See, Republicans do have a jobs program, albeit for little people only.

For Ritch Workman (you just gotta love that perfect name for a Republican politician) it comes down to Big Government intruding into the lives of ordinary citizens. Dwarf tossing is "none of the state's business," he told the Post.

From small people to giants: I, for one, am not too distressed about the NBA lockout. I’m not a basketball fan. Maybe it stems from my basic ineptitude on the court. That being said, I do feel sorry for everyone but the players and owners who are affected by the lockout, people such as the concession stand workers, the restaurant owners and their staffs who depend on game night traffic, parking lot attendants and others whose income is dependent on the games. “But if you want to watch millionaires throwing elbows,” Stephen Colbert said Tuesday, “there’s still the Republican presidential race.”

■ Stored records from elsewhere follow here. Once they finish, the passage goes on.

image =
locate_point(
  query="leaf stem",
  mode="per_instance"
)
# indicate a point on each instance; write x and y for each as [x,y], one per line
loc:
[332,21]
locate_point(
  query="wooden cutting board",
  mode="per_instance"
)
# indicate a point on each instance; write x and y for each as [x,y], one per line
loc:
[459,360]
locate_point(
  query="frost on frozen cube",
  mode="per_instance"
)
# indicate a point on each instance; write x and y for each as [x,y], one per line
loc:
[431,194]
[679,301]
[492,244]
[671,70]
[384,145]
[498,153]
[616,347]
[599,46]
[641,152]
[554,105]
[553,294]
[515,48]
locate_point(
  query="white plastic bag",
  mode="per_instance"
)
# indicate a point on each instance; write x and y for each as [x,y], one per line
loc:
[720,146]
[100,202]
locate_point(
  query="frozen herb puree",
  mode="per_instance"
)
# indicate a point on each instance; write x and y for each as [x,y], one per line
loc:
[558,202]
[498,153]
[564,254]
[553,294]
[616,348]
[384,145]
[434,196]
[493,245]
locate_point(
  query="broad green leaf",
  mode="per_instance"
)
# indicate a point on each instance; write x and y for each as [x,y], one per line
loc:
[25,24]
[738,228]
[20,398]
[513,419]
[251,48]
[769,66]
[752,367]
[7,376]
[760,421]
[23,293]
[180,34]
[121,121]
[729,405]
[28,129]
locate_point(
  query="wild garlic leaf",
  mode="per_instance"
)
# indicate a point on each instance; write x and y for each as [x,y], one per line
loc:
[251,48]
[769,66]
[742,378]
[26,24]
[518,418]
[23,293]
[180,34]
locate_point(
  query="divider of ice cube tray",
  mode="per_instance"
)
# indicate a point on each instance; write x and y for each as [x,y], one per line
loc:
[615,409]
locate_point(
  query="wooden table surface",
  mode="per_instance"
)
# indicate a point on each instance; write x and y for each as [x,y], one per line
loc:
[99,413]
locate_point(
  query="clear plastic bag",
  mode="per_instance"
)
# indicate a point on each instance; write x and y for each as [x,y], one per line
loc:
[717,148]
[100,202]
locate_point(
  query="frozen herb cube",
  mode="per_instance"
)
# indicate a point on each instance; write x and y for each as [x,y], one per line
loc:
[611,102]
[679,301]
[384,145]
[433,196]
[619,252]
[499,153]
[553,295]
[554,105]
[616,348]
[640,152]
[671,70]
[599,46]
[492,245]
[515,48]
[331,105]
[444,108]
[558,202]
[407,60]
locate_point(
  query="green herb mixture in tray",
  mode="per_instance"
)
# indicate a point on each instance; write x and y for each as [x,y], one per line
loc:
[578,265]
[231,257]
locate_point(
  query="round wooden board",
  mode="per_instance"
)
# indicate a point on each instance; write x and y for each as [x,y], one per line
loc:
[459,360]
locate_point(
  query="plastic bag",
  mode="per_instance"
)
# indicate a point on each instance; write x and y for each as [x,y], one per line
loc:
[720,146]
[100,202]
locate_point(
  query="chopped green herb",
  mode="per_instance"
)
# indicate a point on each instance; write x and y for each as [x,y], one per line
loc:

Watching Tuesday night’s Republican presidential candidate debate in Las Vegas (I hope you appreciate the sacrifices I make to bring you this blog), I was struck by how often the contenders blamed government regulations for tamping down job creation. It’s hard to disagree with the regulatory burden argument on the same day the U.S. Senate displayed rare bipartisanship by voting down a proposed Dept. of Agriculture mandate to limit the amount of potatoes and other starches in school meal programs. Instead of focusing on the foodstuff, perhaps the USDA should have tried to control the preparation technique. Outlaw frying, not potatoes.

So, yes, regulations can go too far. Big government can be destructive and intrusive. But then there are regulations that are helpful, such the one issued by the Federal Communications Commission requiring cell phone carriers to alert customers when they are approaching their monthly contractual minutes, enabling them to avoid huge overage charges. Unless you’re an executive with a cell phone company, or a Ron Paul libertarian, I seriously doubt you’d find that regulation objectionable.